We’re experiencing a moment of hyper-awareness and media fixation on this technology. The discourse surrounding AI is both unrealistically idealistic and hopelessly fatalistic. To Silicon Valley ideologues, it is a miraculous technology that will reshape all aspects of modern, western society (not before a massively lucrative fundraising period). There is some truth in that argument, the technology has already found footing in medical industries, security systems, and customer service roles, where it can outperform human efforts impressively. 

On the flip side, sceptical voices point towards ethical issues surrounding copyright, data harvesting,  job displacement, and bias. Again, all of these concerns are valid. AI companies have been caught harvesting copyrighted material across the internet, The Institute for Public Policy Research has stated that 8 million UK jobs are at risk due to AI, the effects being mostly felt at entry-level, part-time and administrative levels. Bias in AI systems is a constant problem across AI products. 

I’ve often heard the term “AI will not replace us, but those who use AI will replace those who don’t”. This feels like an overly simplistic phrase that puts the onus on individuals rather than AI companies or regulatory bodies that oversee the proliferation of this technology. The regulation and ethical development of this technology will be vital, which is why the laissez-faire approach to regulation afforded to social media companies previously, is not viable. If anything, AI should demonstrate the necessity of systems designed to protect individuals and workers, such as a universal basic income.


A central question surrounding the technology is, simply put, where is this technology headed? With the release of ChatGPT 4o we were introduced to a system that could speak back to us in real time, with common linguistic flaws and characteristics that make it seem more human, such as the ability to laugh or sigh. The chosen voice sounded eerily similar to Scarlett Johansson’s AI character from the film Her (2013).
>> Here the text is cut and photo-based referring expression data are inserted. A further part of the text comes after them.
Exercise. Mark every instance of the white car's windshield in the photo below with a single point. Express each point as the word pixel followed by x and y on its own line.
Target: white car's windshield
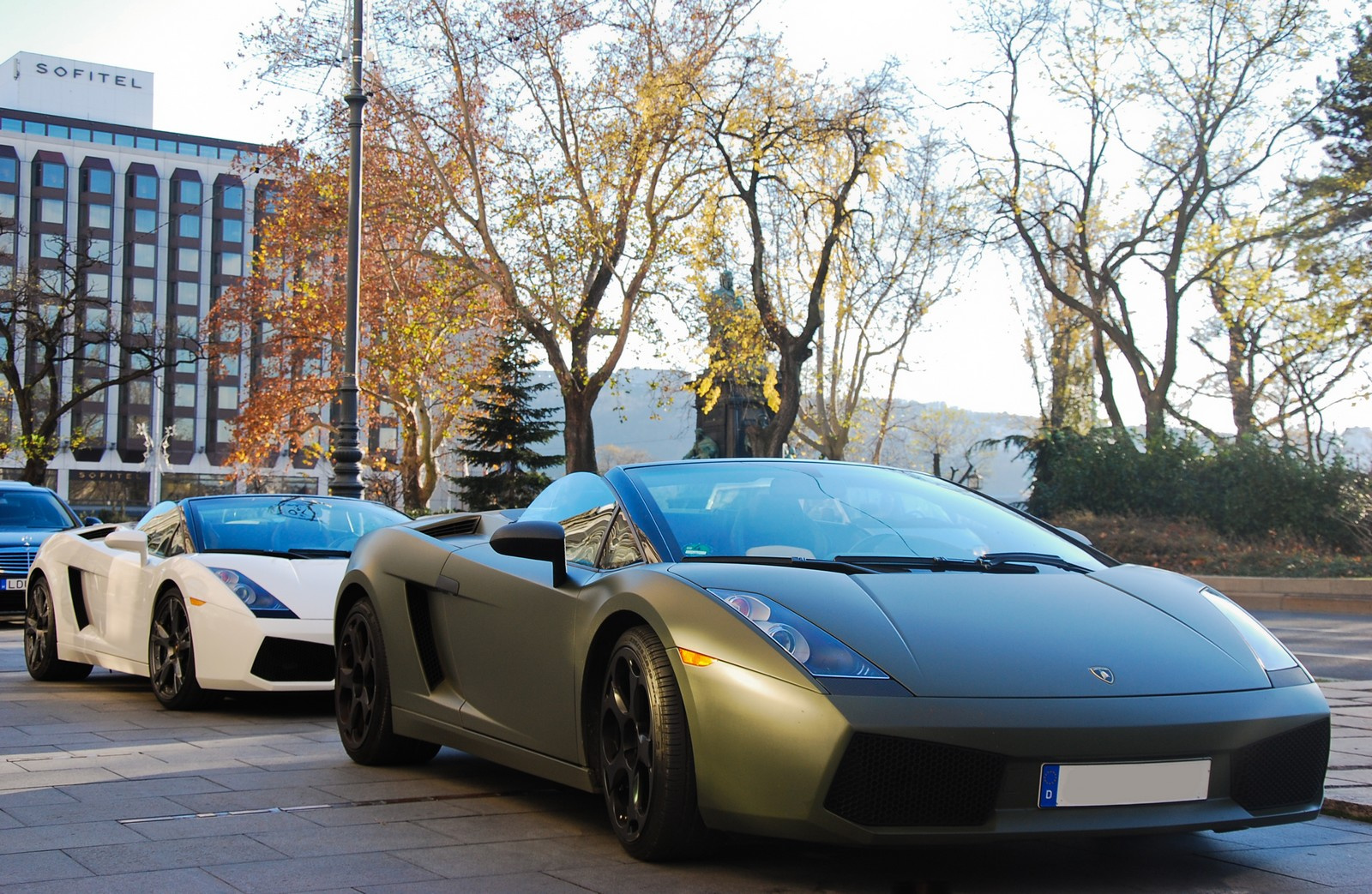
pixel 837 510
pixel 285 523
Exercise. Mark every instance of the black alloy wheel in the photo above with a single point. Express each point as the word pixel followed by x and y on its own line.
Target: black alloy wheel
pixel 172 656
pixel 40 639
pixel 648 772
pixel 363 695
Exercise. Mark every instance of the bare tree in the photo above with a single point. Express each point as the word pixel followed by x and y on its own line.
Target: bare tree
pixel 1157 116
pixel 63 343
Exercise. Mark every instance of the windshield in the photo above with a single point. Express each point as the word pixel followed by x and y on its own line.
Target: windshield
pixel 285 524
pixel 33 509
pixel 827 510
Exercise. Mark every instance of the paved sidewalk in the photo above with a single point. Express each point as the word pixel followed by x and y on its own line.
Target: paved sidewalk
pixel 103 791
pixel 1348 786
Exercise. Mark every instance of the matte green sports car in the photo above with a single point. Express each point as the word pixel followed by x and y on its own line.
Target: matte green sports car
pixel 821 651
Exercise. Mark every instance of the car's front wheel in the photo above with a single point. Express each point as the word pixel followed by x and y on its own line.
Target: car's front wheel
pixel 648 774
pixel 172 656
pixel 363 695
pixel 40 639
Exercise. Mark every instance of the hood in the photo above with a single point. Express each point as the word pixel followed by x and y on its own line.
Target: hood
pixel 308 587
pixel 27 537
pixel 981 635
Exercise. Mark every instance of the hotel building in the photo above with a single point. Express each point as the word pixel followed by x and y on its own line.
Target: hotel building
pixel 164 224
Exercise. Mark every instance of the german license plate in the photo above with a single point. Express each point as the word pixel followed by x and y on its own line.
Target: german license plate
pixel 1111 784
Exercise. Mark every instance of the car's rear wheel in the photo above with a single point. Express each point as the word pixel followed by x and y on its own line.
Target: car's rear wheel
pixel 363 695
pixel 648 774
pixel 40 639
pixel 172 656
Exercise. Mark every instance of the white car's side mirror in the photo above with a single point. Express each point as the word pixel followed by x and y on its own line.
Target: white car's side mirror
pixel 130 541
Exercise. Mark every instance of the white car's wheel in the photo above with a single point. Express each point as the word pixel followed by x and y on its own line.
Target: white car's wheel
pixel 40 639
pixel 172 656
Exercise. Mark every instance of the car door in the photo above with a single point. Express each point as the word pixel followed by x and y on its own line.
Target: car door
pixel 128 603
pixel 509 633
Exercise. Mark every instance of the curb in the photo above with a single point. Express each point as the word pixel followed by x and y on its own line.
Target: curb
pixel 1348 809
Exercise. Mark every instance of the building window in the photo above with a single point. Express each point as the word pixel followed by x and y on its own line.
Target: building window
pixel 52 246
pixel 144 187
pixel 139 391
pixel 141 290
pixel 98 285
pixel 99 180
pixel 100 251
pixel 99 217
pixel 52 210
pixel 54 176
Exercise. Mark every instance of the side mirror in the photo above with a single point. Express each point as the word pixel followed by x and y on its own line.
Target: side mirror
pixel 1076 535
pixel 129 541
pixel 539 541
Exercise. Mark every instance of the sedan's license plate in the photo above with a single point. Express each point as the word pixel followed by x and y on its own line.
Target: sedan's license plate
pixel 1104 784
The thing is, Johansson didn’t give Open AI permission to use her voice, and a legal battle will most likely follow suit. ChaptGPT 4o raises questions around personal ownership, autonomy, the digital commodification of our bodies, and the personification of AI technology. If used without diligence and care for the people around us, this technology can quickly become dangerous. Safeguards to prevent mimicry of our work and our very likeness are needed, not tomorrow but right now. 

AI is here and it’s not going away. Every single one of us should strive to become literate of this technology, and discerning of its use, regarding our own workflows, and in the media we consume on a daily basis. We need media literacy more than ever, and before believing any information being presented to us as fact, we need to ask ourselves critical questions about the source of information, the methods used to present information, and the intention of the message. By educating ourselves about AI, we can better advocate for transparency and accountability in how these technologies are deployed.

Harold Cohen once said “We are in the process of coming to terms with the fact that “intelligence” no longer means, uniquely, “human intelligence”. As we automate much of our work, the value we bring to any creative task will not be measured by technical excellence or precision, but by our uniquely human traits. Our cultural awareness, cultural specificity, emotional intelligence, empathy, and those little excentricities derived from our unique personal histories.  As AI technologies and their capabilities continue to grow and weave into the fabric of our lives, we need to learn how to live with this new technology in a way that benefits humanity, rather than rendering the most vulnerable among us obsolete. So don’t mimic the machine, more than ever we need to embrace the very things that make us human.